UNHCR has also deployed two Emergency Response Teams to the areas to support local authorities with site management and to assist in strengthening the co-ordination of responses to protection needs.
The Government of Ethiopia and humanitarian partners have issued a joint response plan, requiring a total of USD 117 million to scale up humanitarian response to meet these critical needs and ensure protection of the displaced.

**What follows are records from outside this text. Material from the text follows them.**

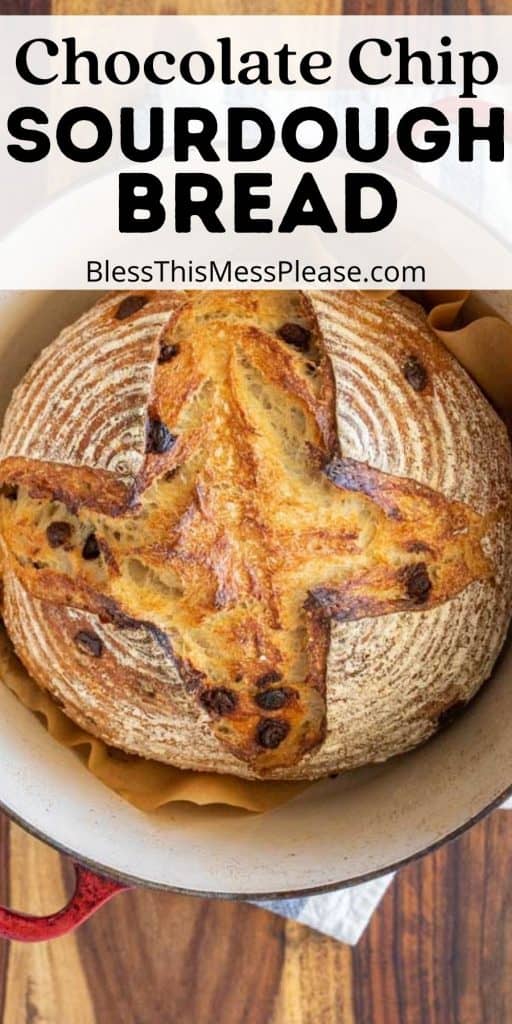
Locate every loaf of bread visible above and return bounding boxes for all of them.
[0,291,512,779]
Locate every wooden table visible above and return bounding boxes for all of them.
[0,0,512,1024]
[0,811,512,1024]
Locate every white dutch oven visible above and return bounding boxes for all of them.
[0,292,512,940]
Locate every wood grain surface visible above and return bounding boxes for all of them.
[0,811,512,1024]
[0,0,512,1024]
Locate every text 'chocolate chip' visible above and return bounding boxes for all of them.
[74,630,103,657]
[46,521,72,548]
[256,718,290,751]
[278,324,311,350]
[403,355,428,391]
[116,295,150,319]
[145,420,177,455]
[200,686,238,715]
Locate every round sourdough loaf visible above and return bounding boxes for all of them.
[0,292,512,779]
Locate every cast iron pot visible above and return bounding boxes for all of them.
[0,292,512,941]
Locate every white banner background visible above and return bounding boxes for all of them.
[0,16,512,289]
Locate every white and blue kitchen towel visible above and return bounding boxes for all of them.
[258,873,393,946]
[258,797,512,946]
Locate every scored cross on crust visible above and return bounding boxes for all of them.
[0,293,490,774]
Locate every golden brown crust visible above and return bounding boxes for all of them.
[0,293,510,777]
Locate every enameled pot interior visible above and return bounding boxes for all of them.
[0,292,512,897]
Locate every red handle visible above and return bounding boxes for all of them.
[0,863,130,942]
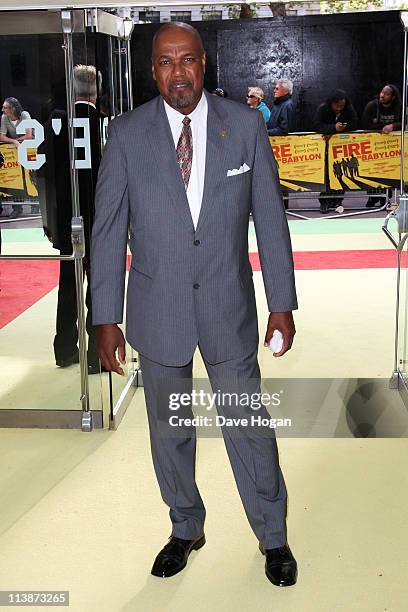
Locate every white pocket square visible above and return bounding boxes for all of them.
[227,164,251,176]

The Ethiopian government has pledged to continue reconciliation efforts in the region while also providing the immediate emergency support to the displaced. UNHCR will work together with the authorities and humanitarian partners to meet the humanitarian needs, as well as to consult the affected population on how to support confidence-building and reconciliation efforts that would favour returns.”
Responding to journalists’ questions, Mr. Mahecic said that UNHCR had emergency teams on the ground. The crisis had begun around three months previously and displacement had peaked in June/July. Government-led efforts aimed at reopening dialogue between the two warring communities were ongoing. The situation was one of internal displacement and UNHCR was intervening at the request of the Ethiopian Government.
Michele Zaccheo, for the United Nations Information Service in Geneva, said that the Committee Against Torture (Palais Wilson, 1st floor) would be meeting in private until the end of its sixty-fourth session, except for a public meeting on Tuesday, 7 August devoted to the follow-up of articles 19 and 22 of the Convention (concluding observations and communications). Closing its session next Friday 10 August, the Committee would issue concluding observations on the reports of Mauritania, Russian Federation, Seychelles and Chile.
Mr. Zaccheo said that the next public plenary meeting of the Conference on Disarmament would be held at 10 a.m. on Tuesday 7 August, still under the chairmanship of Ambassador Walid Doudech of Tunisia. The third and last part of the current year’s session would last until 10 September.